Elle regardait en l’air.
Elle le regarde.
Ils sont amants équidistants.
Le temps d’une vie entière,
Ils se regardent.

Tous connaissent la fin de l’histoire,
On se blesse au jeu du miroir.
Une caresse et tous vos espoirs disparaissent.

Cesse tes pleurs, toutes ces souffrances.
Laisse ces fleurs blanches s’envoler.
Pour ce reflet qui danse, toutes mes condoléances.
Sèche ton cœur, fais toi violence
Et laisse ces fleurs blanches se faner
Car l’amour est un leurre pour nos reflets qui dansent.

NARCISSE IS DEAD

Hold your tears, screams and sighs
Stay worthy and brave as we have to support her
Like the supports her lover, forever gone
Through her look wounded by wind, swamps and pain
Only flowers will remain from him, so let’s open our arms
Just like me, give her a shoulder to cry on
A shoulder to cry on

She bears her beau
He floats in her silver reflection
Adonis’ radiance slowly drowns in the abyss

She wants to bite the ground
A bitter mourning
She’s like an ocean
She wants to bite the ground
She wants to bite it
She relieves her agony
With her sea-arms
She wants to bite my flesh
And her tears are teeth
With her sea-arms
She can bite me

He’s dead in her arms
He’s dead drowned in her big eyes
Looking for nothing but himself
Most likely he didn’t even know her name
When she only existed though his visions
Can you see that drama ? Can you see the cynism
Surrounding those splitting souls
Have they ever bounded ?
Could we ever bound ?

He dreamt of wings
And she dreamt of islands
The water quietly sleeping
She dreamt of islands
And he dreamt of wings
The man from the sky

She was looking up
Talking a lot of hot air
A languor in the pond
She was looking up
Looking at him
They are equidistant lovers
For a whole life time
They look at each other

Everyone knows the end of the story
Hurting oneself at the mirror game
A caress and all your hopes
Disappear, disappear

Stop crying, and suffering
Let those white flowers fly away
For that dansing reflection, condolences
Dry your heart, work hard on it
And let those white flowers fade
Because love is a lure for our dansing reflections
Track Name: Dernière escale avant naufrage
Je m’assois là où il n’y a plus de place.
Je sens que la terre tourne.
Je m’assois là où rien ne se passe.
J’attends que l’horloge tourne.
Je m’assois. Nous faisons tous pareil,
Attendre que son heure vienne.
Nous sommes là. Nous existons à peine
Pour que la mort nous prenne.

LAST HALT BEFORE SHIPWRECK

I’m sitting
Where there is no more place
I can feel the earth spinning

I’m sitting
Where nothing happens
Waiting for the clock to tick

I’m sitting
We all do the same
Wait for our time to come

We’re here
We barely exist
So death can take us
Track Name: Le sang des silènes
A bord, d’abord, d’anonymes passagers.
Regrets, remords restent au port.
Dans ton crâne, les amarres sont larguées.
Tu voyages sans bagage, sans opinion, sans illusion.
L’équipage, dans cette cage d’horizons,
Transpire l’ennuie et déjà, tourne en rond.
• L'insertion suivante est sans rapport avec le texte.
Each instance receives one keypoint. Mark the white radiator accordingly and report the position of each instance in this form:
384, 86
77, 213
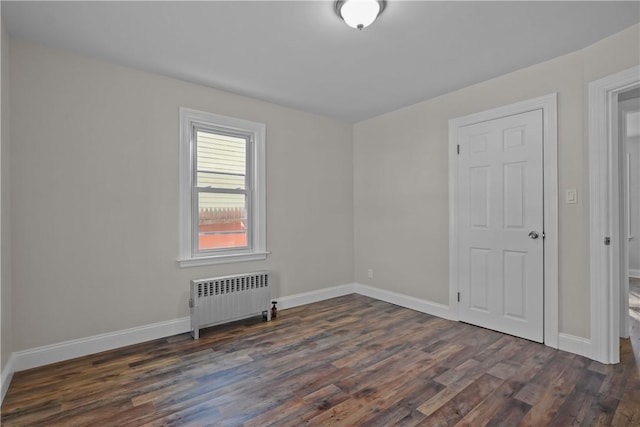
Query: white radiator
225, 299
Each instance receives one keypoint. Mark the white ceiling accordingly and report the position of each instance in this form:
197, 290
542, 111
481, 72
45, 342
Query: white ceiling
300, 54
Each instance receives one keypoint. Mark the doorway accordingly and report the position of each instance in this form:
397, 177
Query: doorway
535, 242
608, 215
629, 166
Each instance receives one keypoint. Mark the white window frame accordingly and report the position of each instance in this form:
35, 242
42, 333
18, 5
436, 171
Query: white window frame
256, 186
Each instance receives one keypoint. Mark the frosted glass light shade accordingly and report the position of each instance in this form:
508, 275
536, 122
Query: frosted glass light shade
359, 13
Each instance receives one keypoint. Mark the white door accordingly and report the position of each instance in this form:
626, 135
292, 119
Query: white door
500, 223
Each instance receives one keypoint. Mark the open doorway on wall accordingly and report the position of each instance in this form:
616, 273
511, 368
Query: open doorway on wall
629, 166
609, 218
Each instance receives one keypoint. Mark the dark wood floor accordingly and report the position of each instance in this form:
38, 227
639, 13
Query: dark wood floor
344, 362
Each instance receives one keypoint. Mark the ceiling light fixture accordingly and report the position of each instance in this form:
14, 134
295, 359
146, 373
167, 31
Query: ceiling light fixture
359, 13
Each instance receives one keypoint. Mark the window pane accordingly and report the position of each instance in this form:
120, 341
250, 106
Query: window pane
218, 180
221, 154
222, 221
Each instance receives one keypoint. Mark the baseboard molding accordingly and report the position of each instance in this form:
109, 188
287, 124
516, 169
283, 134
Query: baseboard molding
296, 300
7, 376
576, 345
40, 356
417, 304
66, 350
32, 358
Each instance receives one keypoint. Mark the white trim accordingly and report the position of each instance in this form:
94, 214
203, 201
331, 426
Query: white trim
575, 345
413, 303
296, 300
32, 358
7, 376
548, 104
256, 171
223, 259
605, 297
45, 355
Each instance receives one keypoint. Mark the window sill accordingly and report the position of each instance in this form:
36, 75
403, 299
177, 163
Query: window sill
222, 259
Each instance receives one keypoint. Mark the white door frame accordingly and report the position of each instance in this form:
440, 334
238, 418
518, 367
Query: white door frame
604, 210
548, 105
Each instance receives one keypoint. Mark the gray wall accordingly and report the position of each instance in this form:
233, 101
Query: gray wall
6, 344
401, 178
94, 190
94, 201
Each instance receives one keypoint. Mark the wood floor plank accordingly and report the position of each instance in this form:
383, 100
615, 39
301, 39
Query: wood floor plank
328, 363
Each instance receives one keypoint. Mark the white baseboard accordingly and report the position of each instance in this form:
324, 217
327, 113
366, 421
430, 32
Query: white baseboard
66, 350
406, 301
576, 345
296, 300
31, 358
7, 375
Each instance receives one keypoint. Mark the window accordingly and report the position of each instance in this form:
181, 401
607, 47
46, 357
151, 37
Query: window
222, 189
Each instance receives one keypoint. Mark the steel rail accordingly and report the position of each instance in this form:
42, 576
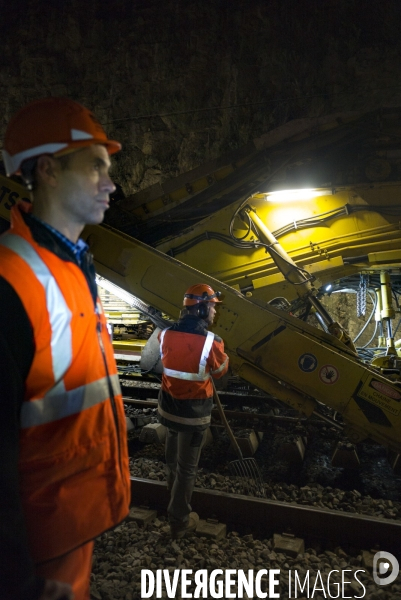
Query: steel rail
264, 517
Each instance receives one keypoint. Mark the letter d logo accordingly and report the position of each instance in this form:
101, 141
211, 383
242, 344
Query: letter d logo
382, 561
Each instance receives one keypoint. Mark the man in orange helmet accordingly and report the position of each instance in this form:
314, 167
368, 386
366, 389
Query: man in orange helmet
190, 355
64, 471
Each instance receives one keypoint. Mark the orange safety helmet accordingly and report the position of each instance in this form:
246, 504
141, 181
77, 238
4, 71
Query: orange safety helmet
200, 292
51, 126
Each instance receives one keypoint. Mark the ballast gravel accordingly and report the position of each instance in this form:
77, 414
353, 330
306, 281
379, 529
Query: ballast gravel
122, 554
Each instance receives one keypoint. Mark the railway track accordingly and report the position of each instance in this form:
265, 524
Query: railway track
264, 517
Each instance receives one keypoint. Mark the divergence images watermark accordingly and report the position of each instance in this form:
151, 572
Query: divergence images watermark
264, 583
Tous ces chiens ressemblent aux loups quand ils dorment.
Le confinement révèle la nature de l’homme.

La nature humaine, humide et malsaine.
Une maladie sur un océan.
Le voyage devient oppressant.
Sans raison, ils bavent et leur poison s’étale
De la poupe à la proue. Qui sera la proie ?
Et ils crachent, s’agitent,
Ils maudissent le sort en te montrant du doigt.

A mort ! Par dessus bord ! Chuchotent ces pubis ruisselants.
Une mise en pièce, où ton faciès tiendra le rôle du pendu,
Où ils planteront leurs dents et ils boiront ton sang.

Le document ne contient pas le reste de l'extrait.